HONG KONG - Of all the many ironies and contradictions in China today, surely the richest is this: the peasant, once both the symbol and lifeblood of the communist revolution, has now become Beijing's greatest source of fear. While Chinese urbanites bathe in the frothy materialism of the country's economic prosperity, much of the countryside seethes with discontent over the uneven distribution of this garish, newfound wealth.

And the bad news for China's new leadership team, unveiled earlier this month at the close of the Chinese Communist Party's



17th National Congress, is that most of the country's 1.3 billion people still live in rural areas, many in dire poverty.
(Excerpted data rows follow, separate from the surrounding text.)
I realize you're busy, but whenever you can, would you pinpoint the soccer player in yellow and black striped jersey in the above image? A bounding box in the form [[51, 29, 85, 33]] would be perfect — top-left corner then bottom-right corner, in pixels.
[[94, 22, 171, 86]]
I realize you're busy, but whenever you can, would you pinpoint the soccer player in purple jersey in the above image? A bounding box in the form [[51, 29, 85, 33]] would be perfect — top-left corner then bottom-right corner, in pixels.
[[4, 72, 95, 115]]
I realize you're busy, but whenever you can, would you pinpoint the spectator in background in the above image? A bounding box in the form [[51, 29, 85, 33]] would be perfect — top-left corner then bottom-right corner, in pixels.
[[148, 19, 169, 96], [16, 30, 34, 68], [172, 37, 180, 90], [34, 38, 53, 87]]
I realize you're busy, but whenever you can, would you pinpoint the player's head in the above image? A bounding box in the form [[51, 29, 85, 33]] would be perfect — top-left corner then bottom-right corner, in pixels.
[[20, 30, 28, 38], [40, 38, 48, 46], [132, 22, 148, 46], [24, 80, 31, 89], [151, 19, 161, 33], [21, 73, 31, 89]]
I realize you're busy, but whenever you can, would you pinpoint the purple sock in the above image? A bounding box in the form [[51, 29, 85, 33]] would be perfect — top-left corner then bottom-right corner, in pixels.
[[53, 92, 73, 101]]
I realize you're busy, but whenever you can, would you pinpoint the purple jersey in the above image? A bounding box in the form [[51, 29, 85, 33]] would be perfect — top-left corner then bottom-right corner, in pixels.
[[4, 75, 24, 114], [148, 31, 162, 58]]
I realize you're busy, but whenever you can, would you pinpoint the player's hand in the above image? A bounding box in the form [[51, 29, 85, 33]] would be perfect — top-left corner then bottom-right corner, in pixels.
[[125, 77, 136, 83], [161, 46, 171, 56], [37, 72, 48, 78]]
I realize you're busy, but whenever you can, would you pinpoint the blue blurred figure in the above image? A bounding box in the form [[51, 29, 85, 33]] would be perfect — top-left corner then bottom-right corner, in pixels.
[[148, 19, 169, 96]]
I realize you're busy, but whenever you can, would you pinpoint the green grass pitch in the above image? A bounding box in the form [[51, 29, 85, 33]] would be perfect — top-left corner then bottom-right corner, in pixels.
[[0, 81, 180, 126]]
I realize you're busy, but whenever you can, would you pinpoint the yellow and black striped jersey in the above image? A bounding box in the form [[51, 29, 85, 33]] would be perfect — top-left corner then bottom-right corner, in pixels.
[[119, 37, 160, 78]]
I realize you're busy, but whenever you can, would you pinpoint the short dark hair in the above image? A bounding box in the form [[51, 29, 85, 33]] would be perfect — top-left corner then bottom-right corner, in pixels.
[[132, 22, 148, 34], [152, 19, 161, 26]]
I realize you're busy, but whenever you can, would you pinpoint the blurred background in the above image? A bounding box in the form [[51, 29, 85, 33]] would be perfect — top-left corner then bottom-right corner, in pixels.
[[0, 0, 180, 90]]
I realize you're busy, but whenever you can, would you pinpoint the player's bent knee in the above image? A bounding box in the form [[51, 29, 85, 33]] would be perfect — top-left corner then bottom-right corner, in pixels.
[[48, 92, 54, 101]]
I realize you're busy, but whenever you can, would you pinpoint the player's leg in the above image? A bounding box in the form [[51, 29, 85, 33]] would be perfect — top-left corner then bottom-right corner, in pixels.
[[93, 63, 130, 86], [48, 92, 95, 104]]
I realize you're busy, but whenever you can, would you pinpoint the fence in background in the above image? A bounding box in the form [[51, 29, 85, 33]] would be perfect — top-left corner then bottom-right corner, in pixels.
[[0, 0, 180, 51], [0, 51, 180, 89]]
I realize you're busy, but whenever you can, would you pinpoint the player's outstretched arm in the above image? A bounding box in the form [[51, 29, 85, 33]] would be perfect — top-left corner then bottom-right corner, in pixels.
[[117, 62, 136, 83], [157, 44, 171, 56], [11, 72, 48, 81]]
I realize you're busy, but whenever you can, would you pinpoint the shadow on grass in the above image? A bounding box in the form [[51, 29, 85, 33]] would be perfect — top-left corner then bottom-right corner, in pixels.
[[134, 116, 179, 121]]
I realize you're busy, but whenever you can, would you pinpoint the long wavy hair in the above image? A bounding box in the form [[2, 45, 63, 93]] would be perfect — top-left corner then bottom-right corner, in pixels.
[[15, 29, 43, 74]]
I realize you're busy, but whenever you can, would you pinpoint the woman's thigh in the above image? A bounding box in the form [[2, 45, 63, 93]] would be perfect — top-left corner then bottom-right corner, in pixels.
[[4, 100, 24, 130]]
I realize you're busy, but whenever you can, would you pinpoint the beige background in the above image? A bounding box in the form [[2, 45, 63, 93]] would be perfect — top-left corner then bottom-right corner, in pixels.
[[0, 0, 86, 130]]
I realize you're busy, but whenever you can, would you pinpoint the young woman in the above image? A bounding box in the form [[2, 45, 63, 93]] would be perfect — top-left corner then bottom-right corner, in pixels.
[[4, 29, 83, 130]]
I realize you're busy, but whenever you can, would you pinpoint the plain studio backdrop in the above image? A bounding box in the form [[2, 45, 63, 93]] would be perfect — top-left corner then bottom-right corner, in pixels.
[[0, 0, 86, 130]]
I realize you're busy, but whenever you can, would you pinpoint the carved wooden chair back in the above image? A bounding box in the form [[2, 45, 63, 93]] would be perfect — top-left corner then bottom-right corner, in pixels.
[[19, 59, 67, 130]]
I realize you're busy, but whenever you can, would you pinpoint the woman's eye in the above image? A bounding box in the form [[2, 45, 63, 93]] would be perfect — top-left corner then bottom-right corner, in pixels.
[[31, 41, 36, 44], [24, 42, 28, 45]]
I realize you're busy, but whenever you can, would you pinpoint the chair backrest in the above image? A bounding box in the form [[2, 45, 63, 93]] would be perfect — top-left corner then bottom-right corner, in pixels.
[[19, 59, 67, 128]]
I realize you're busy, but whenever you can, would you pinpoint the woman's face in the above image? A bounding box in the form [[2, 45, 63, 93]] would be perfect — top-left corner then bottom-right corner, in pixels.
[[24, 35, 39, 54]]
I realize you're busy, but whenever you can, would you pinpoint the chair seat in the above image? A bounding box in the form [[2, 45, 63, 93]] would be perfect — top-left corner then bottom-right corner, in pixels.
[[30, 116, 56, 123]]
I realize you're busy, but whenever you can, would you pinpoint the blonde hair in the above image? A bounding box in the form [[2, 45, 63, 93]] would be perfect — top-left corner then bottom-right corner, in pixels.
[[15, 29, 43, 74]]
The challenge is to narrow this urban-rural wealth gap or otherwise court social unrest that could threaten the "harmonious society" about which President Hu Jintao has had so much to say.

Given the latest report from the National Bureau of Statistics (NBS), one is tempted to advise the president and the eight other members of China's newly elected coterie of power - the Politburo Standing Committee - to wait things out. The NBS figures show that, as the rapid sweep of urbanization continues, the rural population will not be a majority much longer.
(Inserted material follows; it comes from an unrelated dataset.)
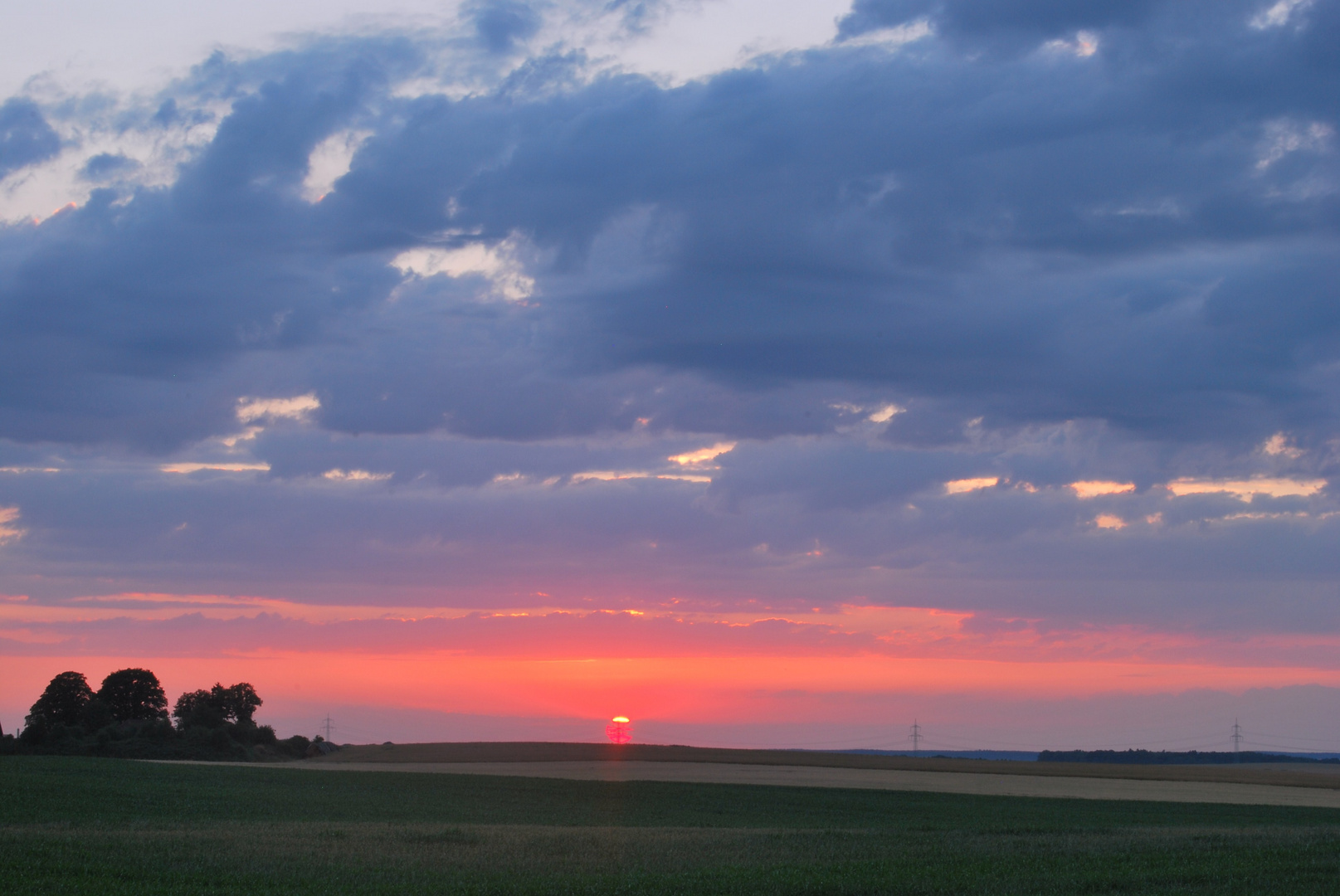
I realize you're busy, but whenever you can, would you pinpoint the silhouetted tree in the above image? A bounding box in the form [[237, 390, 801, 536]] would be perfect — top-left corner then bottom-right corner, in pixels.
[[209, 682, 264, 724], [172, 682, 264, 730], [24, 672, 92, 728], [98, 669, 168, 722], [172, 691, 225, 731]]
Only 56% of the country's population remains in the countryside, according to the NBS. While that may seem a lot to outsiders, it compares to 64% in 2001 and 74% in 1990. Given the demographic trend - which is only accelerating as more farmers flock to the cities in search of a better income - Chinese leaders should soon be able to breathe a sigh or relief, right?

Not so fast. There is still plenty to worry about. Previous estimates of rural residents included migrant workers, who spend more time in city factories than they did on their farmland, but the current NBS report does not. While this seems fair enough statistically, in reality it is misleading. Due to the antiquated and discriminatory hukou identification system, migrant workers - whom the NBS counted at 147 million in 2005 and whose numbers have no doubt swollen considerably since then - do not benefit from the social security net that protects other urbanites because, in the Chinese system, they remain registered in the countryside. So, whether the central government designates them as urban or rural, they are really neither, living in a kind of economic and social purgatory that clearly has potential for unrest.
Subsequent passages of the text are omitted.